If pretentious titles usually put you off heterogeneous concept albums, hold your horses. This one contains first recordings of two substantial and fascinating late Baroque /early Classical solo works by Rust and Stamitz, dispatched by Chouchane Siranossian on a Gagliano with a period set-up with terrific verve and unfailing good taste. Besides the evident intellectual curiosity of this French–Armenian violinist in reviving two figures on the margins of central European culture between the glory years of Bach and Mozart, there’s much to admire in her rhythmic security and gently playful approach to the dance forms, especially in Rust’s Second Sonata, which is technically demanding and inventive in equal measure.

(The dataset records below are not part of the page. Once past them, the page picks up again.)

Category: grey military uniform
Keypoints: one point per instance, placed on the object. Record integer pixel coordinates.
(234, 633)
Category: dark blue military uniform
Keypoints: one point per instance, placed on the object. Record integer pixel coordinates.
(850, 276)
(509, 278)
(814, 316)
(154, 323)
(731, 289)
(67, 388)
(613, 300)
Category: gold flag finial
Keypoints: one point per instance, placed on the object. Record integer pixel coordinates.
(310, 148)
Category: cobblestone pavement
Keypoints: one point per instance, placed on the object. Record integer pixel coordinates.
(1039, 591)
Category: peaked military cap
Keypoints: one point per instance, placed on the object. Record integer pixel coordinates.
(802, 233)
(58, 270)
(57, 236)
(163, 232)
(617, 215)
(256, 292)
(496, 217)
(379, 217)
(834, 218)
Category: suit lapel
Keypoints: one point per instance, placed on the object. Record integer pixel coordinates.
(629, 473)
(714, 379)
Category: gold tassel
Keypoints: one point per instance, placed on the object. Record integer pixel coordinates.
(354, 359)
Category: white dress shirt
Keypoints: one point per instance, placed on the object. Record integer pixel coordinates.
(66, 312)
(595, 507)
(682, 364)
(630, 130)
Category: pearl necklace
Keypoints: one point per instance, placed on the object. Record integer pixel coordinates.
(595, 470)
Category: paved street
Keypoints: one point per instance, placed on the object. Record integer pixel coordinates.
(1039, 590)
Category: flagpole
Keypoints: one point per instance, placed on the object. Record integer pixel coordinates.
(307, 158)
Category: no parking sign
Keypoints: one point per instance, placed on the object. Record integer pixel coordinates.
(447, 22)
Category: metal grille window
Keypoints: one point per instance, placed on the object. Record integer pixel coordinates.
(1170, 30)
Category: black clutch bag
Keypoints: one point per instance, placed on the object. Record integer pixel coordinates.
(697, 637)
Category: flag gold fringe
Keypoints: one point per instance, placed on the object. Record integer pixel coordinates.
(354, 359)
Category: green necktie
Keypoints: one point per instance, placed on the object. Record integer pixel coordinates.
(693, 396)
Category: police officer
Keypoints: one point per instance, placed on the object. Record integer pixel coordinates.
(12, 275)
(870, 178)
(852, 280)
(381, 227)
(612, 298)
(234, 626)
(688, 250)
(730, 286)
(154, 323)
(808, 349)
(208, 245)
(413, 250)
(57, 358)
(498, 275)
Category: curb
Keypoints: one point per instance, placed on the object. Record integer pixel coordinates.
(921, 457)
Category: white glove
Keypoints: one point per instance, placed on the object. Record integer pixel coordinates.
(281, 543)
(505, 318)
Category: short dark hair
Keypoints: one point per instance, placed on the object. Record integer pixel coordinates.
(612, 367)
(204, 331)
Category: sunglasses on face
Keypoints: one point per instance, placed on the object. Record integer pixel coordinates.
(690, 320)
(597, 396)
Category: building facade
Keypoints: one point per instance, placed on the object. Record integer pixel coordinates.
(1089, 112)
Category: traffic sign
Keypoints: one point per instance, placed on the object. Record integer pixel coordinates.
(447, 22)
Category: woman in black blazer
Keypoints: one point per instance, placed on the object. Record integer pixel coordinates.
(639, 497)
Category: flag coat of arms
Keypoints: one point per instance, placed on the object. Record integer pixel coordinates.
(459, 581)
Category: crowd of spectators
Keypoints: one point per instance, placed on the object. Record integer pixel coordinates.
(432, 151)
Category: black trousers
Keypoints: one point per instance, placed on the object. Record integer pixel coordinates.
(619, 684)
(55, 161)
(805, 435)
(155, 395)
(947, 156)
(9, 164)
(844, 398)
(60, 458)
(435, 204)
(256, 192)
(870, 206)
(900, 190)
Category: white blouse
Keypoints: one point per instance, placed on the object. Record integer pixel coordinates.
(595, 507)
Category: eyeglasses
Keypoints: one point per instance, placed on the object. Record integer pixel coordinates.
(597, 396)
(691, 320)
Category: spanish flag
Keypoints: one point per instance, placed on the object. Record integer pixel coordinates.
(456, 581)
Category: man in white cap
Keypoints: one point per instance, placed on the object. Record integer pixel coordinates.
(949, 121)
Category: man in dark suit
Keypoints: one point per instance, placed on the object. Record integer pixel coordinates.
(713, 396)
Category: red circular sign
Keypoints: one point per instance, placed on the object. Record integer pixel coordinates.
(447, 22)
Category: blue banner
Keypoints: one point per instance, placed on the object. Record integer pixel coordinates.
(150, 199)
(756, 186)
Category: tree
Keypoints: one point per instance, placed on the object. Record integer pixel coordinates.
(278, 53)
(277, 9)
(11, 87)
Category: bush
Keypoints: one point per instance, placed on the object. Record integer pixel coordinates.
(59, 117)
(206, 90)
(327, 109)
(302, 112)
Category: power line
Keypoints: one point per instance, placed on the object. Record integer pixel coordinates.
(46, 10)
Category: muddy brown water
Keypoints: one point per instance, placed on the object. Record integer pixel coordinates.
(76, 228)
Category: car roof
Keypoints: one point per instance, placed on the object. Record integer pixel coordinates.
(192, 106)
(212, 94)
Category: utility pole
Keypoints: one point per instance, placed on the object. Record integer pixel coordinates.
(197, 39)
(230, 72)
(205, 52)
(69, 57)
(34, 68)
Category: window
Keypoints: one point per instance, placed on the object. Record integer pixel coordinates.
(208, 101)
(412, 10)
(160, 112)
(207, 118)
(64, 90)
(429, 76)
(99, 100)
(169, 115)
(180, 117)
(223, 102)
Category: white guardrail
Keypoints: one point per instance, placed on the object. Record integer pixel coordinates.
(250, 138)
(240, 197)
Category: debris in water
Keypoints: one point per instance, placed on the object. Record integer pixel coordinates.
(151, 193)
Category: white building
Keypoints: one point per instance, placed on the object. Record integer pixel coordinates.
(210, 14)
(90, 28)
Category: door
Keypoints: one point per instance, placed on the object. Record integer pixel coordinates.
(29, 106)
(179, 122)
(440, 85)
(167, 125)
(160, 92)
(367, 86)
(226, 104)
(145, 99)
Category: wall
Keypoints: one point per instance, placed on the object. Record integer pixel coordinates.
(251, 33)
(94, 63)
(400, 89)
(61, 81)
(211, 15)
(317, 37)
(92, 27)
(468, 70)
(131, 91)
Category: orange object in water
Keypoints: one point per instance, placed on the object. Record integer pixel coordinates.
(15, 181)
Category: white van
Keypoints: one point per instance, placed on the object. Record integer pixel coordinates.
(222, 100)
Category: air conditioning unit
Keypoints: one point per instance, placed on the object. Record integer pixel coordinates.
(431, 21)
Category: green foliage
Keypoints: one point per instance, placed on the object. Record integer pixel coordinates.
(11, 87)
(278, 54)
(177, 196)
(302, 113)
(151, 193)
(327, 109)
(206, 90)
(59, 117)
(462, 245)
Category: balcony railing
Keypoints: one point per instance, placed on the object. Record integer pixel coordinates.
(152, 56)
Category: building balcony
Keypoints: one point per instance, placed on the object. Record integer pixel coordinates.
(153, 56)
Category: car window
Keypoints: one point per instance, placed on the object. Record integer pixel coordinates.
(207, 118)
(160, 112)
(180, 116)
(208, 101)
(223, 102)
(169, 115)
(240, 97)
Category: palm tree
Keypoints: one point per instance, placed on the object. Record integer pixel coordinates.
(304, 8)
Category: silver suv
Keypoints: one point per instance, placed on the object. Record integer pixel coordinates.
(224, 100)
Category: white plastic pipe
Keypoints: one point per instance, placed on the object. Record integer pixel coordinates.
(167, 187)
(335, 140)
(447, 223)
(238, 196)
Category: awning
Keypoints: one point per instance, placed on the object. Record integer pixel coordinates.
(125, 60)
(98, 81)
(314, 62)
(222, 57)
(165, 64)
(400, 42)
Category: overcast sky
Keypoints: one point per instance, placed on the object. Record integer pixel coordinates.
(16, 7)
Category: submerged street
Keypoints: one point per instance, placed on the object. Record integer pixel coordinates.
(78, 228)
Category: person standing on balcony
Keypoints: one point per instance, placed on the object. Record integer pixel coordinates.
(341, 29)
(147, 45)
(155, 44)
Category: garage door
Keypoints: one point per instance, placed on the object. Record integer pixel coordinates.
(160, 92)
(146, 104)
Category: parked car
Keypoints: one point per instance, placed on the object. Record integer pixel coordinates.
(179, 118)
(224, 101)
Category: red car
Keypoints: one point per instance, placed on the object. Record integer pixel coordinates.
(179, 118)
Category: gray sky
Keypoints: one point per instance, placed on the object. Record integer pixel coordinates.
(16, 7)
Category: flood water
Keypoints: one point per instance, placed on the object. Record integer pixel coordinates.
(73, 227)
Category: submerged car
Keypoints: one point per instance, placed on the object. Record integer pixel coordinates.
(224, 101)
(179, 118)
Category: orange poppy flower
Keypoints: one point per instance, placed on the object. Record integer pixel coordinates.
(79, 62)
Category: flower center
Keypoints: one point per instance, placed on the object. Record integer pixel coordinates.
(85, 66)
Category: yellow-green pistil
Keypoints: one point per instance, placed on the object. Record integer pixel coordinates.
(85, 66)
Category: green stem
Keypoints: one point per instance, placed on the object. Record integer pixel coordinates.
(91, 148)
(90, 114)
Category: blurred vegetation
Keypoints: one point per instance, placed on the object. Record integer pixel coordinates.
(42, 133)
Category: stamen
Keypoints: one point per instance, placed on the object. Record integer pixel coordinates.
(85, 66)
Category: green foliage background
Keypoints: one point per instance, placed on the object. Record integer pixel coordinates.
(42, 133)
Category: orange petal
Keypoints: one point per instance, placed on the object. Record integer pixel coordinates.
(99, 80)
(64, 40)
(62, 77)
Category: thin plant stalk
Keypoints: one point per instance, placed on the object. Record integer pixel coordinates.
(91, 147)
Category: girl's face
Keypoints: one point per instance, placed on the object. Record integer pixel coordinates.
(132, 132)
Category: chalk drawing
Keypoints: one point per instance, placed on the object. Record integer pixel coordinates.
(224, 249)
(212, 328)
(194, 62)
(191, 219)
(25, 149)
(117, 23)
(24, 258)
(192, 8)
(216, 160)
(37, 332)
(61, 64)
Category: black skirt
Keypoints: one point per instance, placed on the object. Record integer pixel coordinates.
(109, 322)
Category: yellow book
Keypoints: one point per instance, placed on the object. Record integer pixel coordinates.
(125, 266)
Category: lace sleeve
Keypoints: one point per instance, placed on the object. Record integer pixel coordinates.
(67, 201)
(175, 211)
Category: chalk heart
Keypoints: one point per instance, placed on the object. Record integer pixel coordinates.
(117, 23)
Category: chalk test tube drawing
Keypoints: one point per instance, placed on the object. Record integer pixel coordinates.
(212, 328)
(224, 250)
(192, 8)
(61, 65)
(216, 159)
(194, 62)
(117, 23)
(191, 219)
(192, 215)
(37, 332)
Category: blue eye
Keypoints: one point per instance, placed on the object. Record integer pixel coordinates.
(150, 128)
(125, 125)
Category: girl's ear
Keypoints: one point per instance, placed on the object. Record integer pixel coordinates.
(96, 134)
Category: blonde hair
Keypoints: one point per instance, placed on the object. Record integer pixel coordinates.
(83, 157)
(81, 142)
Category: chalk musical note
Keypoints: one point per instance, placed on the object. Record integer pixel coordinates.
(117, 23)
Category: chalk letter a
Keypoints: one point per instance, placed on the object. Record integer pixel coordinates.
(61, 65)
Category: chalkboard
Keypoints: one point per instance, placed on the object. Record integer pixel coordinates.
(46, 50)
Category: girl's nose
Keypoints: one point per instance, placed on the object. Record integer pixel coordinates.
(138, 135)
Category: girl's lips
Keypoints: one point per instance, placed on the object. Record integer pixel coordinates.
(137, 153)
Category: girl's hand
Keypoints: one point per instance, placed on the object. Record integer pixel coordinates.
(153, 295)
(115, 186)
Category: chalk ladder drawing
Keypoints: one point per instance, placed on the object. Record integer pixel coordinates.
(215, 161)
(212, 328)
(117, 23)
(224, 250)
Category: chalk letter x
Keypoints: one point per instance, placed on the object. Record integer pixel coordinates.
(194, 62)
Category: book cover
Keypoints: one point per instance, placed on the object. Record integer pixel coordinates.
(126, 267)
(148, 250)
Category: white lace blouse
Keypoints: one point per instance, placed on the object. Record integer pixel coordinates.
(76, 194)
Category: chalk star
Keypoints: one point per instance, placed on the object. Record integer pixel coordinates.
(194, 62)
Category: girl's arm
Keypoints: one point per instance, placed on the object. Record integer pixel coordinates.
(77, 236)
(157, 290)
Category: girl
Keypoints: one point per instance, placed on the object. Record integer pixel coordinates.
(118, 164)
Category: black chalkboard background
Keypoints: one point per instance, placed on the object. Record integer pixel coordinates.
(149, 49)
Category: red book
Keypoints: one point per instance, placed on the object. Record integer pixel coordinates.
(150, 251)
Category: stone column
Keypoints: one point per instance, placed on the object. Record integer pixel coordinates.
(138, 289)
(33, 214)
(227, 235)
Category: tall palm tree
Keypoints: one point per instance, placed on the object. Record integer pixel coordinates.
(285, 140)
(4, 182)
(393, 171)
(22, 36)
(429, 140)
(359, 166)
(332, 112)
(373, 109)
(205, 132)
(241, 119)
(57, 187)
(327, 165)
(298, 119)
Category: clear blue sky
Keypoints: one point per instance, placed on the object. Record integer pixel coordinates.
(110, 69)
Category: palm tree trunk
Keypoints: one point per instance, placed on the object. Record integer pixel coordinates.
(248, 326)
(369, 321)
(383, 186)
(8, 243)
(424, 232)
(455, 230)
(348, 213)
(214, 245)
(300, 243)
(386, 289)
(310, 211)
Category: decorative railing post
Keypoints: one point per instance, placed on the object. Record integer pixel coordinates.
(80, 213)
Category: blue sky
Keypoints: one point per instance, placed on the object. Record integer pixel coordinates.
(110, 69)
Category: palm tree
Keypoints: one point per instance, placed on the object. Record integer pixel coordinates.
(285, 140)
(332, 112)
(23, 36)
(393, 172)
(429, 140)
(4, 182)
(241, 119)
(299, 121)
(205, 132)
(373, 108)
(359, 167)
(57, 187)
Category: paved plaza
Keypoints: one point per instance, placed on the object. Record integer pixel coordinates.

Siranossian is joined by Rüdiger Lotter for a bold and dashing account of Leclair’s op.3 no.5, no less intense than a preceding pair of soliloquies by Bechara el-Khoury, Arminia (slow, soulful) and Perpétuel (you get the idea). More substantial is the Sonata for two violins by Éric Tanguy, which playfully references a Baroque moto perpetuo in movements either side of a rhapsody of overlapping lines, like the Bach ‘Double’ with added swing. Her partner here (on a modern set-up) is Jean-Marc Phillips-Varjabedian, and then the duduk player Levon Chatikyan for a final, wistful nod to her Armenian heritage with an arranged hymn-like song, Havun-Havun, by an early medieval Armenian mystic. Siranossian writes her own thoughtful booklet note linking these pieces; I hope to hear much more of her.